Она не мерила времени, и не было усталости. Остановилась, когда начало темнеть. Только теперь загудело в ногах – но загудело приятно. Уронила рюкзак и упала на спину. Крестом, лицом к небу, где круг светящегося пара указывал на луну, и мелькала иногда в разрыве облаков чужая звезда. Влажная земля не холодила – лелеяла, как лелеяла упавшие семена. Перед сном немного поела. Не испугалась, заметив, что забыла взять воду, – когда после сухого печенья захотелось пить, спустилась в низину и прижалась ртом к мокрой жиже; цедила сквозь зубы горькую влагу, похожую по вкусу на лекарство. Уснула, завернувшись в одеяло, подтянув колени к груди.
К утру замёрзла. Попыталась развести костёр – у неё были и спички, и зажигалки, но сырые кустарники не горели. Ходьба разогрела. На ходу забывала, как вышла с той стороны. Как, делая первый шаг, ждала, что её задержат, вернут туда, где тепло и привычно, где все заботятся друг о друге и любят настырною любовью. И каждая знает всё о каждой: когда месячные, когда понос, сколько любовников, в каких позах спит, каким тембром храпит.

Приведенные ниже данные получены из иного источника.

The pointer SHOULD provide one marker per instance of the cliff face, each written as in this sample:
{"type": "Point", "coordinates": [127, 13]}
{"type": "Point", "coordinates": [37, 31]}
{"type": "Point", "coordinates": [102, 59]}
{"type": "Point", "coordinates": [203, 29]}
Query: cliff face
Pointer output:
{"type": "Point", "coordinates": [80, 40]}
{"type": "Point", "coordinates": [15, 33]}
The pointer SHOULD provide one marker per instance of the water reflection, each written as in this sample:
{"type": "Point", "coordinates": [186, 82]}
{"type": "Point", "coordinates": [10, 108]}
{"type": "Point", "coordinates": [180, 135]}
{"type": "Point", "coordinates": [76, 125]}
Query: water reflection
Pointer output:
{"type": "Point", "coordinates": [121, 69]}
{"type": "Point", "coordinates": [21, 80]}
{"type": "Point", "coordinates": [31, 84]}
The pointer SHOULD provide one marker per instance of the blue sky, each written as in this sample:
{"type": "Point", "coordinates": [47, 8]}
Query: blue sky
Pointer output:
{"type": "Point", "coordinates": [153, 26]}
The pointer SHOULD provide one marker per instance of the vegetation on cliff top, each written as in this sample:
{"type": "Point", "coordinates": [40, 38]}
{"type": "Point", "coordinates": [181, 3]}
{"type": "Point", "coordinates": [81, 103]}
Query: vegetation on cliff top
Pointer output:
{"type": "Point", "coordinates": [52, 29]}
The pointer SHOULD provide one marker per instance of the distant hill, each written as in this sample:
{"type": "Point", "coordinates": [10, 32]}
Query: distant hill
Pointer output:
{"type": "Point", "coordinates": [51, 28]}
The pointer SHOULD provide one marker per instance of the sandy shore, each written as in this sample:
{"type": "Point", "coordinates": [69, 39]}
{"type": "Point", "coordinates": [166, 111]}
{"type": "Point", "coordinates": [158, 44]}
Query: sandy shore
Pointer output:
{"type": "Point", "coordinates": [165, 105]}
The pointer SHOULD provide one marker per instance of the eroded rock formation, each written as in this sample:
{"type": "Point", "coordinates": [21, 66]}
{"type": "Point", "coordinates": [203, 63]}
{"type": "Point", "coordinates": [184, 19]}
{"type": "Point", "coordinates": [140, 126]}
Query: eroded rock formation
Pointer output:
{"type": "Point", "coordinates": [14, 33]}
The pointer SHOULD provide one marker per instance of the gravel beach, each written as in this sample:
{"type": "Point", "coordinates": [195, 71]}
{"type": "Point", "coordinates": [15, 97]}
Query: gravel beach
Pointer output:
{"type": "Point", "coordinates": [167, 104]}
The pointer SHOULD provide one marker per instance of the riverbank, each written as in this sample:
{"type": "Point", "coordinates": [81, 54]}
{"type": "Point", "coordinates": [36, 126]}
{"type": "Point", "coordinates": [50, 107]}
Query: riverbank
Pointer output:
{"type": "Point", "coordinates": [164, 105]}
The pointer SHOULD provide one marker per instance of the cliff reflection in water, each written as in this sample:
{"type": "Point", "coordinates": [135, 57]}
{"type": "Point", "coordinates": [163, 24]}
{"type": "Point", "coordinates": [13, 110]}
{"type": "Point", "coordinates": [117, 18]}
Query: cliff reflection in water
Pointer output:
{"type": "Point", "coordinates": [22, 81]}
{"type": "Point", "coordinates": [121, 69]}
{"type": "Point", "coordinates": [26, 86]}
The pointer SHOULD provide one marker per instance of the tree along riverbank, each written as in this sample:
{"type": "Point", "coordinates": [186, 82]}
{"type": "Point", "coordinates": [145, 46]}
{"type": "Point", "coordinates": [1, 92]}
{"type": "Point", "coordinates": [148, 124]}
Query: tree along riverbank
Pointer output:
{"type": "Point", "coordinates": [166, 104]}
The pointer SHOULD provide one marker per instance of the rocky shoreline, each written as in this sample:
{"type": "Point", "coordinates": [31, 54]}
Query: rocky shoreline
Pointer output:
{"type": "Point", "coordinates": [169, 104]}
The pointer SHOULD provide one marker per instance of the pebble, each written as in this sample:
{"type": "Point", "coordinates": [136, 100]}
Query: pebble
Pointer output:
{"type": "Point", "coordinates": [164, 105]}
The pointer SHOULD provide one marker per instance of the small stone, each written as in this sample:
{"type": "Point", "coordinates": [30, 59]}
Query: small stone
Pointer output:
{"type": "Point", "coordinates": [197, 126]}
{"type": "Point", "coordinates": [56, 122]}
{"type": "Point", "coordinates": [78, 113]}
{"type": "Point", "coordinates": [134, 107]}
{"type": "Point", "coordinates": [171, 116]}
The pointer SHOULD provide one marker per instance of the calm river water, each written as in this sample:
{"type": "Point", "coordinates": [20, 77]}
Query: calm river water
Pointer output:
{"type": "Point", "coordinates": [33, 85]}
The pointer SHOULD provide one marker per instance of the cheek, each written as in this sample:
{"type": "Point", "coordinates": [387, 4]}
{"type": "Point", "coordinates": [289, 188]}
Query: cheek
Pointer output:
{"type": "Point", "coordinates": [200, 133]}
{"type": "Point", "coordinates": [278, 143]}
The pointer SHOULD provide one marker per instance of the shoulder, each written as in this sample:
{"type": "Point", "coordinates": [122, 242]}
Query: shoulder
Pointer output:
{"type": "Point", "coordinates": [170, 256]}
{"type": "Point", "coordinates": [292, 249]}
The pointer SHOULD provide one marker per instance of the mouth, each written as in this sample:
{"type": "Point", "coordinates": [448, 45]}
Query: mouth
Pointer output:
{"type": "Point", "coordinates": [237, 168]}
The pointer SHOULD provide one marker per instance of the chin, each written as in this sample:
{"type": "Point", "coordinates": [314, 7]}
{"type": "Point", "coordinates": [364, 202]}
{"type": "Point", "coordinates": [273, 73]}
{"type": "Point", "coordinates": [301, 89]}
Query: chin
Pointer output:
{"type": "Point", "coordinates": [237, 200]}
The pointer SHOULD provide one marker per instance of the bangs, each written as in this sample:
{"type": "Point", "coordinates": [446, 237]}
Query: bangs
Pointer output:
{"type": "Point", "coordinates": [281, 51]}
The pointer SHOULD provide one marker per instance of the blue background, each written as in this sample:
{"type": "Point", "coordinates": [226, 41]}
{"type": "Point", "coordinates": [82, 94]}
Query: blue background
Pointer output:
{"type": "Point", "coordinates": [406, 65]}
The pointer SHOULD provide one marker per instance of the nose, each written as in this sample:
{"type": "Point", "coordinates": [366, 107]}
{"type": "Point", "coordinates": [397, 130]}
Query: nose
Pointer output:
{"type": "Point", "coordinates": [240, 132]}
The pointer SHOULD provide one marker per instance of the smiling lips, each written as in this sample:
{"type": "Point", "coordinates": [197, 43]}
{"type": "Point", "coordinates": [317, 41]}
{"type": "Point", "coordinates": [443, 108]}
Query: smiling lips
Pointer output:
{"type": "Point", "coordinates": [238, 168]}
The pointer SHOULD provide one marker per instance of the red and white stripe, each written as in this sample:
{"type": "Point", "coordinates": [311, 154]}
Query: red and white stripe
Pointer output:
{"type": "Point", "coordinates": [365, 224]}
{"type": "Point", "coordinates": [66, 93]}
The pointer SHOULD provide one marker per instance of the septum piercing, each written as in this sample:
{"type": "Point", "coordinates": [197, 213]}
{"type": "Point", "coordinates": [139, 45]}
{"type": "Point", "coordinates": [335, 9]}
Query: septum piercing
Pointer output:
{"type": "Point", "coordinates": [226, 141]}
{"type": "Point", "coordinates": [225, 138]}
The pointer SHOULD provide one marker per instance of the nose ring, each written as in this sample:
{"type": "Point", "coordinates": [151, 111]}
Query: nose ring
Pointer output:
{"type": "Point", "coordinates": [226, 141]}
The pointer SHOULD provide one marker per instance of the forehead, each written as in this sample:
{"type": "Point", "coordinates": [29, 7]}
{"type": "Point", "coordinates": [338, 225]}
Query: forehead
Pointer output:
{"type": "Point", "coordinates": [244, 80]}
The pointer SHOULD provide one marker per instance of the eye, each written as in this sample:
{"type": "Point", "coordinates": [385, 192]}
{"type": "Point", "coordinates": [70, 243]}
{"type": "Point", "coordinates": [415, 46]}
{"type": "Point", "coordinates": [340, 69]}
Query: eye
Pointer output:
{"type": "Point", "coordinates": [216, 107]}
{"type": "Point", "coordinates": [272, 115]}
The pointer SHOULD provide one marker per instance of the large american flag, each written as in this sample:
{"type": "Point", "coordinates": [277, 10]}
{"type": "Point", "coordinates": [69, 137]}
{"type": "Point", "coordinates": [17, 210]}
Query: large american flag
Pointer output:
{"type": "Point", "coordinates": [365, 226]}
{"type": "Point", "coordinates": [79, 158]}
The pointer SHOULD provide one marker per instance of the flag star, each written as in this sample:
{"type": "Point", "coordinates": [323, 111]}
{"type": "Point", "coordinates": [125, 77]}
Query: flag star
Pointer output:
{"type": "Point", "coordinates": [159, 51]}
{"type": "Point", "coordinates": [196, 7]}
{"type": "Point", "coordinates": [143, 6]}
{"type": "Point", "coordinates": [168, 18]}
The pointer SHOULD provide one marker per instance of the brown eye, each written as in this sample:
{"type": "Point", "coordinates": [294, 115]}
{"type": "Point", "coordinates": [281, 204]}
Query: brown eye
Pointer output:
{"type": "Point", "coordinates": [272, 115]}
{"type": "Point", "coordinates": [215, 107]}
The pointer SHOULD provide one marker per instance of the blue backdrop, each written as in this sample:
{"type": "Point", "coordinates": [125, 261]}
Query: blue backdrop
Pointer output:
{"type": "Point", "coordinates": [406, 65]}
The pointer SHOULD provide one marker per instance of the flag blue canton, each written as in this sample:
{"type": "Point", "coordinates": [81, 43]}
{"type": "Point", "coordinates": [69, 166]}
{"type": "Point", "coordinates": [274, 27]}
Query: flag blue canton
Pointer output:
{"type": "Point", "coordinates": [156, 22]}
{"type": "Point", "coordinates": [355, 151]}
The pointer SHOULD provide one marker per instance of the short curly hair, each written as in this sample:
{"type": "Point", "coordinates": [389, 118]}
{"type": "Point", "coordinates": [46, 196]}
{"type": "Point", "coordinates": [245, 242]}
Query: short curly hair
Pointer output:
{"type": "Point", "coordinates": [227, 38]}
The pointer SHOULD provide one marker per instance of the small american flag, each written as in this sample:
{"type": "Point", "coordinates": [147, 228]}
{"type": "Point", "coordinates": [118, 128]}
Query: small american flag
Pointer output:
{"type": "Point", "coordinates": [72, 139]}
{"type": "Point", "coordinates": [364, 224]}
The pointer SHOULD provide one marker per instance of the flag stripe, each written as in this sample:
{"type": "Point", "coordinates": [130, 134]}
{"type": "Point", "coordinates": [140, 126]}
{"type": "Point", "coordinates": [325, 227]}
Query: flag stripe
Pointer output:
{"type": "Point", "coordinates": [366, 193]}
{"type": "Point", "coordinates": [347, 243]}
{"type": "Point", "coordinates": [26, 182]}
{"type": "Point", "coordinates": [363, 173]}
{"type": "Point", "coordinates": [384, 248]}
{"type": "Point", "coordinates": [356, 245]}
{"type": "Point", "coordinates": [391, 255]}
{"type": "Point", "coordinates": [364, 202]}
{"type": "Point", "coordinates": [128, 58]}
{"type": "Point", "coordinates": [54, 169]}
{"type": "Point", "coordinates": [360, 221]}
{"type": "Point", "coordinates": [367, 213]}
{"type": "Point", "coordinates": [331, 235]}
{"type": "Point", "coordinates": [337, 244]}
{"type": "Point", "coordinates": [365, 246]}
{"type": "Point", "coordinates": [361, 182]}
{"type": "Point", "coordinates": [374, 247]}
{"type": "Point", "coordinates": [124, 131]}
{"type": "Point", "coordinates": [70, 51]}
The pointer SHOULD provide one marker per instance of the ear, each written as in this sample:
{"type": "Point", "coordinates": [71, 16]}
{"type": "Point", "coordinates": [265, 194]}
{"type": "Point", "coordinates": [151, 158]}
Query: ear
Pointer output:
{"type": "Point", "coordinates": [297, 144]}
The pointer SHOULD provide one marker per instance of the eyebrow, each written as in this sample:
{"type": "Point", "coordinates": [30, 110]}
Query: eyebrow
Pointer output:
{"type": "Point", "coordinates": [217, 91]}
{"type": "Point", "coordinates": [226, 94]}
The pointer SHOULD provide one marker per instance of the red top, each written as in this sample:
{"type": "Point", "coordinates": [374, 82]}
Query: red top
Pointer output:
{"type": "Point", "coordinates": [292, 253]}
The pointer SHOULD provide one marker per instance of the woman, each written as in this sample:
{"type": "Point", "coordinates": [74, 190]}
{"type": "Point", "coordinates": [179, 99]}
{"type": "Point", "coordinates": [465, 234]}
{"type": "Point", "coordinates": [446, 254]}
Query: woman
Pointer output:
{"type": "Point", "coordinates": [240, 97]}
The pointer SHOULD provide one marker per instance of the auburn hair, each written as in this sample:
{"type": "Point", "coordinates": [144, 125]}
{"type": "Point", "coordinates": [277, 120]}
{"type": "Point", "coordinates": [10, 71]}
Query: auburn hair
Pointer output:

Этим новым утром она поняла, что её не остановили. Воздух. Утренняя прохлада развеялась, сквозь облака сочилось тепло. Днём, там, наверху, поднялся ветер, и серые обрывки летели с невообразимой скоростью. Но у земли оставалось безветренно и спокойно. На вершинах холмов земля не такая разбухшая. Больше кустов. Сухие, буро-зелёные стебли похрустывали под ногами. Второй день прошёл. Поела сардины в масле с сухарями. Хотелось пить. По небу передвигался шестигранный разрыв в облаках, дыра, в которой густым молоком грудились звёзды. Она смотрела, подложив под голову пучок травы, завёрнутый в обрывок простыни. Прижимала ладони к щекам.